New BERT eBook + 11 Application Notebooks! → The BERT Collection

My education in the fundamentals of machine learning has mainly come from Andrew Ng’s excellent Coursera course on the topic. One thing that wasn’t covered in that course, though, was the topic of “boosting” which I’ve come across in a number of different contexts now. Fortunately, it’s a relatively straightforward topic if you’re already familiar with machine learning classification.

Whenever I’ve read about something that uses boosting, it’s always been with the “AdaBoost” algorithm, so that’s what this post covers.

AdaBoost is a popular boosting technique which helps you combine multiple “weak classifiers” into a single “strong classifier”. A weak classifier is simply a classifier that performs poorly, but performs better than random guessing. A simple example might be classifying a person as male or female based on their height. You could say anyone over 5’ 9” is a male and anyone under that is a female. You’ll misclassify a lot of people that way, but your accuracy will still be greater than 50%.

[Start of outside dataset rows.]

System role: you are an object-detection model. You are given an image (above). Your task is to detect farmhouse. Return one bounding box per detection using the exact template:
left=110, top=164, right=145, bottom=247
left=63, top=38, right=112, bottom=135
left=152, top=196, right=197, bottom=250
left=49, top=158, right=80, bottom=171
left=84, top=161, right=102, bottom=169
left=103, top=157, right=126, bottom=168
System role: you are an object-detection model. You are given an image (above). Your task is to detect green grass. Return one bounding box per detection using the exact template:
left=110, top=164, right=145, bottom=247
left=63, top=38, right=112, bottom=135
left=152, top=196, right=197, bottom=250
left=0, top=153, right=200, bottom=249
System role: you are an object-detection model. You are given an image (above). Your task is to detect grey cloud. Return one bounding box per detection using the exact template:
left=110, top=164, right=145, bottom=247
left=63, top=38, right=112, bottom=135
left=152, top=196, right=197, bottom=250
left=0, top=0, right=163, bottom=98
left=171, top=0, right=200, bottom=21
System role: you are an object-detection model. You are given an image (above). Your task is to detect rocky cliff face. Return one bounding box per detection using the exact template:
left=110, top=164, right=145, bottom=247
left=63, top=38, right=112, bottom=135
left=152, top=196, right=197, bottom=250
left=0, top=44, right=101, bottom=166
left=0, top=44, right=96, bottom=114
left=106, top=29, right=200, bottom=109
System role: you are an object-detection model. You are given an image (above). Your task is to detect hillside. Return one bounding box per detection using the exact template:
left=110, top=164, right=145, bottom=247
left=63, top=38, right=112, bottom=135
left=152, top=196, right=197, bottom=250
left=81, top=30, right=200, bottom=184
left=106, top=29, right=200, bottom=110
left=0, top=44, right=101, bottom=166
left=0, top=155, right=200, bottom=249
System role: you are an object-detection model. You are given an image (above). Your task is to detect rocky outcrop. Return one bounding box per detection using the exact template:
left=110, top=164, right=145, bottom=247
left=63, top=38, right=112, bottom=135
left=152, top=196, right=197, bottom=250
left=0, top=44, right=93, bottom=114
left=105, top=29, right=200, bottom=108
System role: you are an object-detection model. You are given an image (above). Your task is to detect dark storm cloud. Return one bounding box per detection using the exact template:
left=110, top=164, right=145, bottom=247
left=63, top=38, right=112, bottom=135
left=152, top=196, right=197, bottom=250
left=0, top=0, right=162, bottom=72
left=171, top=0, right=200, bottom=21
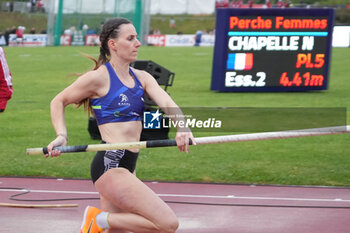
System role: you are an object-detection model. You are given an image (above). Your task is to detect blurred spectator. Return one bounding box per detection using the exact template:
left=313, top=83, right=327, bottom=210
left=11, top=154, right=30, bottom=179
left=6, top=0, right=14, bottom=12
left=4, top=28, right=11, bottom=45
left=215, top=0, right=229, bottom=8
left=29, top=28, right=36, bottom=34
left=30, top=0, right=36, bottom=12
left=264, top=0, right=271, bottom=8
left=169, top=17, right=176, bottom=28
left=277, top=0, right=284, bottom=8
left=248, top=0, right=254, bottom=8
left=194, top=30, right=203, bottom=46
left=16, top=26, right=26, bottom=45
left=0, top=47, right=13, bottom=113
left=36, top=0, right=45, bottom=12
left=231, top=0, right=243, bottom=8
left=153, top=29, right=161, bottom=35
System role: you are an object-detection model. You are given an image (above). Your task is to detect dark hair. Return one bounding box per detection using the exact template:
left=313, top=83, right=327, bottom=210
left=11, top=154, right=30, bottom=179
left=95, top=18, right=131, bottom=69
left=77, top=18, right=131, bottom=115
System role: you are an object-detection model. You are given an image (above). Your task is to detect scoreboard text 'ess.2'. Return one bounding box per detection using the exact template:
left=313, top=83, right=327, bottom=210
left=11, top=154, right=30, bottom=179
left=211, top=9, right=334, bottom=92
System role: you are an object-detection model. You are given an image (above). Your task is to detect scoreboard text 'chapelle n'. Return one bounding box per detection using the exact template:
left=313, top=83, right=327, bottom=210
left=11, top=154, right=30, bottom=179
left=211, top=8, right=334, bottom=92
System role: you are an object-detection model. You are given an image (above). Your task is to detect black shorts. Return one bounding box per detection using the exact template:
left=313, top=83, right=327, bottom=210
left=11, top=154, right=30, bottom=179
left=91, top=145, right=139, bottom=183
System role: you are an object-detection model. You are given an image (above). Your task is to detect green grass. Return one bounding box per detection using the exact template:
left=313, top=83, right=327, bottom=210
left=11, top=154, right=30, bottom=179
left=0, top=47, right=350, bottom=186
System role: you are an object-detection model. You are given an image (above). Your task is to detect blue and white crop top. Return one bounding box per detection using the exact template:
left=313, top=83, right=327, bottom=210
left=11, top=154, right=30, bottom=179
left=90, top=62, right=144, bottom=125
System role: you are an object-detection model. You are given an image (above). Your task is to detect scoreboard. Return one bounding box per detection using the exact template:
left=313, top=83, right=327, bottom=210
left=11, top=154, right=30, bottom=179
left=211, top=8, right=334, bottom=92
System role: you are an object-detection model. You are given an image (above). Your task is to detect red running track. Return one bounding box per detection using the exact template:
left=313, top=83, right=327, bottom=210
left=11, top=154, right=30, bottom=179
left=0, top=177, right=350, bottom=233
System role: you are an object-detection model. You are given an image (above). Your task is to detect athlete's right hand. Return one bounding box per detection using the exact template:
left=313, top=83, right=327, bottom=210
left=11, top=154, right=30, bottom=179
left=45, top=135, right=67, bottom=158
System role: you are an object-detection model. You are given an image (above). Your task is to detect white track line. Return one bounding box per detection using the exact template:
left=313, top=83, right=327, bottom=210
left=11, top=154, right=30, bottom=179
left=0, top=189, right=350, bottom=203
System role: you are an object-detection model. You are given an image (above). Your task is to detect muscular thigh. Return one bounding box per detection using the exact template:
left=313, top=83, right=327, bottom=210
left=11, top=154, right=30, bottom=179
left=95, top=168, right=176, bottom=224
left=100, top=195, right=129, bottom=233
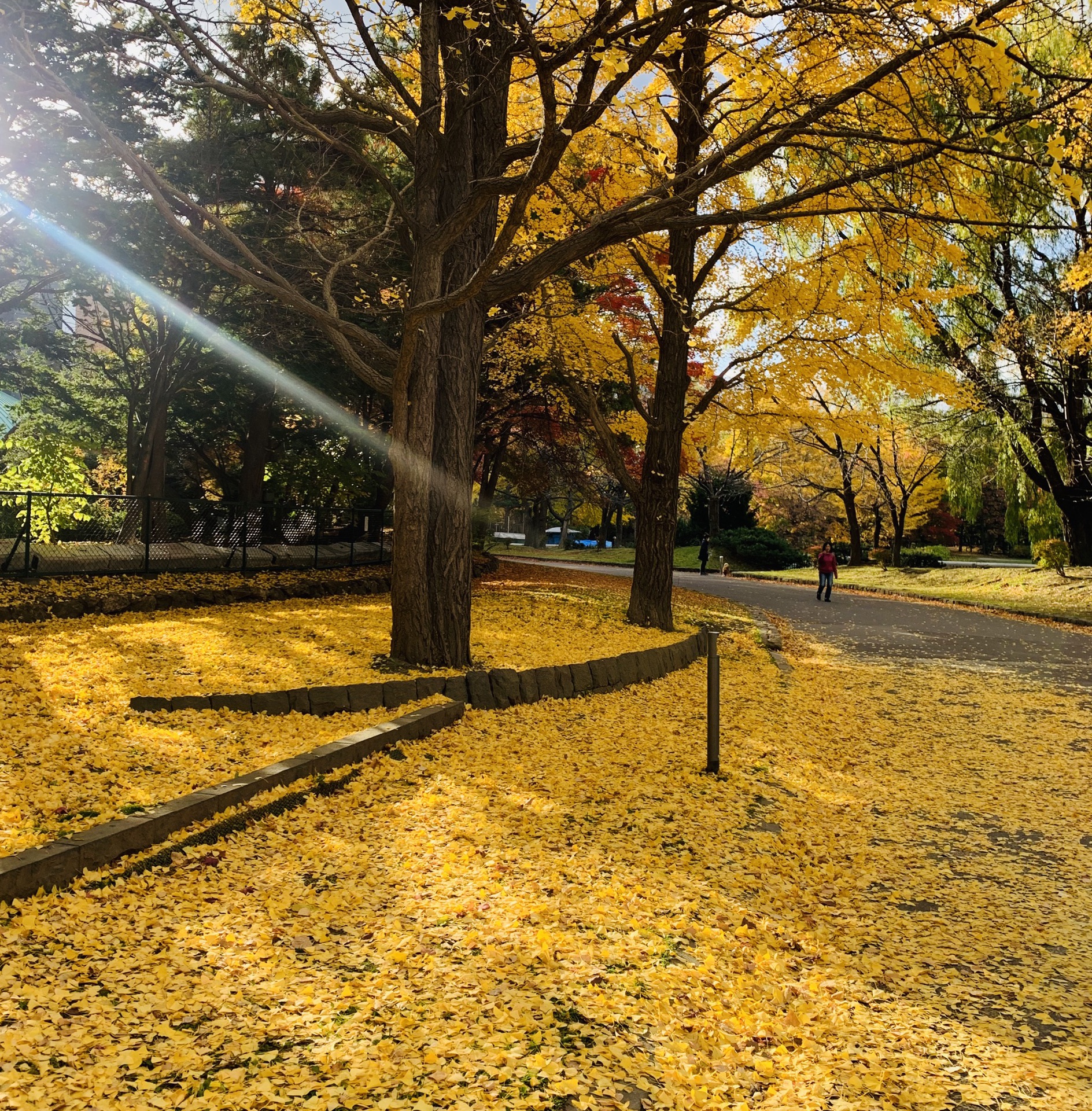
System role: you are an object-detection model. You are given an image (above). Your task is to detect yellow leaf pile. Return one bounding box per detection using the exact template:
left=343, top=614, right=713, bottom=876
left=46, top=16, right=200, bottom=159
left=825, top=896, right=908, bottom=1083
left=763, top=566, right=1092, bottom=623
left=0, top=569, right=693, bottom=855
left=0, top=609, right=1092, bottom=1111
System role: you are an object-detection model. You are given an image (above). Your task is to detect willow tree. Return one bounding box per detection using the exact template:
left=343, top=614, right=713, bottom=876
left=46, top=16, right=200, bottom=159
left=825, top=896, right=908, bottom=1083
left=5, top=0, right=1084, bottom=649
left=489, top=5, right=1081, bottom=629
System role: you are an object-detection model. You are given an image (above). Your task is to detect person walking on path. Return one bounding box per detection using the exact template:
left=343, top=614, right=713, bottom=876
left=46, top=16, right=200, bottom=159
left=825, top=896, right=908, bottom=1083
left=816, top=540, right=838, bottom=602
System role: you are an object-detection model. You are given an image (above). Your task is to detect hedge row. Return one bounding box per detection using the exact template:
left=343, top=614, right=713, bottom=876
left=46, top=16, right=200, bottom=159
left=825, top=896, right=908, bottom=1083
left=129, top=633, right=702, bottom=716
left=0, top=573, right=391, bottom=621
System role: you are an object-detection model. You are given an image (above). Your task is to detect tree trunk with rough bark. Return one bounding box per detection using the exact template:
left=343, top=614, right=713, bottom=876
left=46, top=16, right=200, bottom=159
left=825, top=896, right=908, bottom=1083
left=239, top=387, right=274, bottom=505
left=626, top=25, right=709, bottom=631
left=391, top=0, right=510, bottom=667
left=842, top=479, right=864, bottom=566
left=1054, top=496, right=1092, bottom=566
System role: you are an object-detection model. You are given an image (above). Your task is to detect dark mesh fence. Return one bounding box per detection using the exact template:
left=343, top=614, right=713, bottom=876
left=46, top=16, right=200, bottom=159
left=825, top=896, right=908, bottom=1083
left=0, top=491, right=391, bottom=576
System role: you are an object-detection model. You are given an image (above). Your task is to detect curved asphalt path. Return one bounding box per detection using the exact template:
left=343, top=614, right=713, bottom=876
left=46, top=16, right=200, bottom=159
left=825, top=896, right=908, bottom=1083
left=514, top=560, right=1092, bottom=689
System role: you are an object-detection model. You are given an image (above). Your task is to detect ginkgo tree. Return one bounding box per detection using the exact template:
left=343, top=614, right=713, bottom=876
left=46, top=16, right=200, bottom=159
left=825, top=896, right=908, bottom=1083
left=502, top=0, right=1081, bottom=628
left=2, top=0, right=1089, bottom=664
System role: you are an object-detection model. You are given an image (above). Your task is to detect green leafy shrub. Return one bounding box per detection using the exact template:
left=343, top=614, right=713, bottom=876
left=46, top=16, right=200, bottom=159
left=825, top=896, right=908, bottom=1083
left=713, top=529, right=806, bottom=571
left=1032, top=540, right=1070, bottom=579
left=902, top=545, right=952, bottom=566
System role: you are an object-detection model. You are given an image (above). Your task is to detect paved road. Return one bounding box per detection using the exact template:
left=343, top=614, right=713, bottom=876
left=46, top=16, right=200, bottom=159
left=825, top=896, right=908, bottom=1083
left=511, top=560, right=1092, bottom=689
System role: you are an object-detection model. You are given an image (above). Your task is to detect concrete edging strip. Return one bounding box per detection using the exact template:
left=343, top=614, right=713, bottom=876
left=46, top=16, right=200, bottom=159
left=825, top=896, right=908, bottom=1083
left=129, top=633, right=711, bottom=718
left=0, top=702, right=466, bottom=903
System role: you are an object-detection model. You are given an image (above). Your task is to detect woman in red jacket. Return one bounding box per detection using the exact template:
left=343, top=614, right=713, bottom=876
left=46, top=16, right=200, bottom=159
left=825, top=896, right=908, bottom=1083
left=816, top=540, right=838, bottom=602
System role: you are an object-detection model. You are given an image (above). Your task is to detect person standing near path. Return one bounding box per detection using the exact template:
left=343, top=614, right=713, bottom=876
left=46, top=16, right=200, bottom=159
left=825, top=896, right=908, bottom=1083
left=816, top=540, right=838, bottom=602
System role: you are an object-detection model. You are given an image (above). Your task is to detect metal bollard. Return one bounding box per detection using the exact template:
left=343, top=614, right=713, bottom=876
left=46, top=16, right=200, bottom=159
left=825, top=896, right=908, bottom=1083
left=706, top=629, right=721, bottom=775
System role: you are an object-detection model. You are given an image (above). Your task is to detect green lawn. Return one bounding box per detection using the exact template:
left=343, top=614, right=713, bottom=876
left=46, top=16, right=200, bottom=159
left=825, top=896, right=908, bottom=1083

AdaBoost can be applied to any classification algorithm, so it’s really a technique that builds on top of other classifiers as opposed to being a classifier itself.

You could just train a bunch of weak classifiers on your own and combine the results, so what does AdaBoost do for you? There’s really two things it figures out for you:

1. It helps you choose the training set for each new classifier that you train based on the results of the previous classifier.
2. It determines how much weight should be given to each classifier’s proposed answer when combining the results.

### Training Set Selection

Each weak classifier should be trained on a random subset of the total training set. The subsets can overlap–it’s not the same as, for example, dividing the training set into ten portions. AdaBoost assigns a “weight” to each training example, which determines the probability that each example should appear in the training set. Examples with higher weights are more likely to be included in the training set, and vice versa. After training a classifier, AdaBoost increases the weight on the misclassified examples so that these examples will make up a larger part of the next classifiers training set, and hopefully the next classifier trained will perform better on them.

The equation for this weight update step is detailed later on.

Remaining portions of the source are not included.